The 1918 flu pandemic in Sonoma County and beyond

Today's images of emergency hospitals and mask-wearing shoppers bear an eerie resemblance to one of the world’s deadliest pandemics.|

Images of emergency hospitals, mask-wearing shoppers and concerned doctors are circulating the globe these days, bearing an eerie resemblance to one of the world’s most deadly pandemics - the so-called Spanish flu that killed approximately 50 million people worldwide, 675,000 in the United States alone.

Starting in 1918 and lasting until 1919, the H1N1 virus, known as the “Spanish flu” because it was mistakenly believed to have started in Spain, infected 500 million people or one-third of the world’s population, according to historic reports by the Centers for Disease Control and Prevention.

In October 1918, when Santa Rosa Junior College was a month old with a student body of 19, classes were suspended for several weeks.
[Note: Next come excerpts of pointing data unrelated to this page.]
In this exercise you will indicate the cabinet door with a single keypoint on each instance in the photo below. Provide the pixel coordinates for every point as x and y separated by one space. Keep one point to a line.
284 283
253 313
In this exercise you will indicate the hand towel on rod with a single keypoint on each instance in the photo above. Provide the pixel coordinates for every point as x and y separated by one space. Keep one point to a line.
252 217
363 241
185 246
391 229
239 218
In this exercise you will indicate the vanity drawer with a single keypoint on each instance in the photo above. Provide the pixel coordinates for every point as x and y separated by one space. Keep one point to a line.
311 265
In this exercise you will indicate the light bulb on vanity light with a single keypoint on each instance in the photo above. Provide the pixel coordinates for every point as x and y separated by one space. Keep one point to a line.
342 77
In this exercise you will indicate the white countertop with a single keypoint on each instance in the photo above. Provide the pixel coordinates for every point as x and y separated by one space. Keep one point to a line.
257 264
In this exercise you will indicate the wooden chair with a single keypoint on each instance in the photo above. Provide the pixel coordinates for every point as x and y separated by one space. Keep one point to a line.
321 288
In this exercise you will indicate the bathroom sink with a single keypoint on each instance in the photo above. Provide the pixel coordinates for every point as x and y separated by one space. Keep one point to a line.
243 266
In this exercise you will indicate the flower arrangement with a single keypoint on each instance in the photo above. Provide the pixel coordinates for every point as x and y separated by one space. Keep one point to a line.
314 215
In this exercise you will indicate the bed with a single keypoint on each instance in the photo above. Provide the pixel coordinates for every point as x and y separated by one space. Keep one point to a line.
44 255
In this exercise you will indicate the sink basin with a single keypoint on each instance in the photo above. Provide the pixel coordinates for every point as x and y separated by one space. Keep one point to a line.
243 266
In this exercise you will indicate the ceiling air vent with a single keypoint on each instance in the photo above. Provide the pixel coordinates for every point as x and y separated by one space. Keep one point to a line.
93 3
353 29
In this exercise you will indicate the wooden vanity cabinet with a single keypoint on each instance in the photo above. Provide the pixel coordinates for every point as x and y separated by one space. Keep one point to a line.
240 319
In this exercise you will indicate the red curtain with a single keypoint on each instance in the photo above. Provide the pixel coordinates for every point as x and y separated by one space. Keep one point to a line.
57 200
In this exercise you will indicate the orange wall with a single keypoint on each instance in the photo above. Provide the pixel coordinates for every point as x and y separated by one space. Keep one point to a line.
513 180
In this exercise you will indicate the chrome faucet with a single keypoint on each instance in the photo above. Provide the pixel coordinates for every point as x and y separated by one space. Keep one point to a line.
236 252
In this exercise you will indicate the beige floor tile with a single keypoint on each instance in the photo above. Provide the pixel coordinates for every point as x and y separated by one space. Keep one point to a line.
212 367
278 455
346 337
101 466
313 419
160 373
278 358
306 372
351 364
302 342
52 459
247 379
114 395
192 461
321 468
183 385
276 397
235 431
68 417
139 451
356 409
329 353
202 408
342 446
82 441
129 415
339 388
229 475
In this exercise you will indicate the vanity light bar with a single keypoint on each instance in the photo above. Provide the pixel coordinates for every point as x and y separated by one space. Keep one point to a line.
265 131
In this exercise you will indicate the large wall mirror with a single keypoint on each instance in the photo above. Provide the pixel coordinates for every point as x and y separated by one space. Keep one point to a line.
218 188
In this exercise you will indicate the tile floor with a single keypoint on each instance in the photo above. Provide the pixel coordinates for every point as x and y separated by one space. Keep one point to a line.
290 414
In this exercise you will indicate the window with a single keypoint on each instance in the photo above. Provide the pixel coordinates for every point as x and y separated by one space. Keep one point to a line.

Other schools followed suit and by January 1919, when the pandemic was at its peak, the Sonoma County Board of Health ordered the closing of all places of amusement and entertainment and prohibited public gatherings of any nature. Red Cross pamphlets went out among the citizenry with instructions on how to make homemade protective masks. Funerals were limited to immediate relatives and close friends and merchants were instructed to wear face masks while serving the public. Out-of-work teachers filled their time preparing meals for sick patients at an emergency hospital at the Saturday Afternoon Clubhouse.

By February 1919, schools began to reopen. Death records show 175 people died in Sonoma County in 1918 and 1919, with many others succumbing to later complications of pneumonia and tuberculosis.

Back then there were no drugs or vaccines available to treat the virus; the pandemic eventually petered out by 1919 when a number of the previously infected had built up an immunity.